Athens mosque plan faces new hurdles
Far-right groups threaten to stop construction of mosque, while Zaha Hadid denies she offered to design it
A controversial bid to build a mosque in Athens has assumed new, more dramatic proportions amid threats by the far-right to stop its construction and a denial by the renowned Anglo-Iraqi architect, Zaha Hadid, that she is involved in its design.
Tensions have soared in the only EU capital where Muslims are still forced to pray in underground basement flats and garages in the absence of a proper place of worship.
Two weeks after a neo-fascist party won its first-ever seat on Athens council in local elections – highlighting growing Greek hostility over the country’s rising immigrant population –opposition to the decades-old project has grown.
London-based Hadid, whose ultra-modern creations include Rome’s Maxxi: Museum of 21st century Arts, took the unusual step of refuting local media reports that she had offered to design the state-funded mosque for free.
“The practice has not been approached by the authorities in Greece nor by any other institution regarding a mosque in Athens,” her office said in a statement.
“Recent reports referring to Zaha Hadid Architects’ involvement in the project are unfounded.”
The rebuttal is the latest twist in a saga that dates back to the 1930’s over whether the predominantly Christian Orthodox state should officially cater to followers of Islam.

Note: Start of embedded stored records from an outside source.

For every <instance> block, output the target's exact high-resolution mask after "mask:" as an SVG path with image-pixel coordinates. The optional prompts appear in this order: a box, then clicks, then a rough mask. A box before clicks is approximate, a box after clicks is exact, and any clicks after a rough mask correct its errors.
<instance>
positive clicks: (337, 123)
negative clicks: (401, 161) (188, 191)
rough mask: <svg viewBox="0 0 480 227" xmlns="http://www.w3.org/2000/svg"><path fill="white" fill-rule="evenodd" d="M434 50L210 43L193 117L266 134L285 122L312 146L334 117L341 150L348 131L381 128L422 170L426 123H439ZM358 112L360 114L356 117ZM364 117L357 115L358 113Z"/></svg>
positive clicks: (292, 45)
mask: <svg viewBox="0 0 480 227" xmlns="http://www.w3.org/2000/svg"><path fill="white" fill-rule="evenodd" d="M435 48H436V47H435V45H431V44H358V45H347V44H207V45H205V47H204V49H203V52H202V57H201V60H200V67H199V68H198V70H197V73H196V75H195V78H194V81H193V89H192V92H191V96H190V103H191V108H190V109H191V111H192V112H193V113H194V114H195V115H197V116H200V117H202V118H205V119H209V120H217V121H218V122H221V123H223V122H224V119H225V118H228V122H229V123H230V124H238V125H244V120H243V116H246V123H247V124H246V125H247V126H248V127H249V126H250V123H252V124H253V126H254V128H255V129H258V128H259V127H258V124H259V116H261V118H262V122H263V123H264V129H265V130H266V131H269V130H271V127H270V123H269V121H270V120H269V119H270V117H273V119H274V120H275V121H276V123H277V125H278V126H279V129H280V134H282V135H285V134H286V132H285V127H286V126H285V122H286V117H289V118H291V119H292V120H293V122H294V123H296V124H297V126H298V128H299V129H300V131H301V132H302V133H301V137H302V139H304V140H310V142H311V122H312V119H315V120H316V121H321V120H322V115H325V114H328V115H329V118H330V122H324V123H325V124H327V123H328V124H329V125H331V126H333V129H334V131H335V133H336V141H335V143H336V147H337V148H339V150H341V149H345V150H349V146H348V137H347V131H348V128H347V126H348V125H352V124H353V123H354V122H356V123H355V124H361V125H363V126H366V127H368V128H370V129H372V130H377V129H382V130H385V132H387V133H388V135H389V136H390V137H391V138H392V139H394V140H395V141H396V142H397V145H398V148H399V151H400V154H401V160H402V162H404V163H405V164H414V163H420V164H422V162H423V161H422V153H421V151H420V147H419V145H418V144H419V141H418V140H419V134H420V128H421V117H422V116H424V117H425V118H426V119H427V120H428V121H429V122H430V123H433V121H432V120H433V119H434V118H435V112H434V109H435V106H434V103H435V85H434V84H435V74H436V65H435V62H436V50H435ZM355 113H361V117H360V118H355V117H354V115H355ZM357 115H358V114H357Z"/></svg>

Not since the Ottomans evacuated Athens in 1832, nearly 400 years after they marched into the city, has a mosque operated within its confines. The legacy of such rule has meant that outside Greece’s Muslim-dominated province of Thrace, Nicosia in Cyprus is the only city in the Hellenic world where the muezzin can still be heard.
Arguments over locale and funding have added to the row. In the run-up to the 2004 Athens Olympic games, an offer by the late King Fahd of Saudi Arabia to finance a mosque near Athens international airport was vociferously opposed by the Greek Orthodox church on the grounds that the sight of a minaret and dome might make visitors wonder where they had landed in an Islamic state.
A law passed in 2006 by the previous conservative administration foreseeing the construction of a Muslim place of worship on a former naval site near the city centre foundered after locals put up a stiff fight.
Today, resistance has been fuelled by the country’s dire fiscal straits. With unprecedented government cutbacks and economic austerity, many Greeks have asked whether it is appropriate to allocate funds for a mosque.
“Why should we spend money to build a mosque?” Maria Kontou, a pensioner, was quoted as saying in the English-language Athens Plus. “Did we ever get help to build Greek Orthodox churches abroad?”
But as a gateway to the EU of illegal immigrants, Greece’s Muslim population is also growing. At nearly half a million, the community stepped up pressure on the ruling Socialists to resolve the dispute earlier this month by staging mass public prayer sessions across Athens to mark the Eid al-Adha festival.
The open-air services triggered clashes between police and protesters from the extreme-right nationalist Chrysi Avgi party, who at one site pelted worshippers with eggs, deluged them with offensive leaflets and screamed obscenities.
Attempting to allay tensions, George Papandreou’s government has announced that it will convene an international competition to design the mosque in the coming months.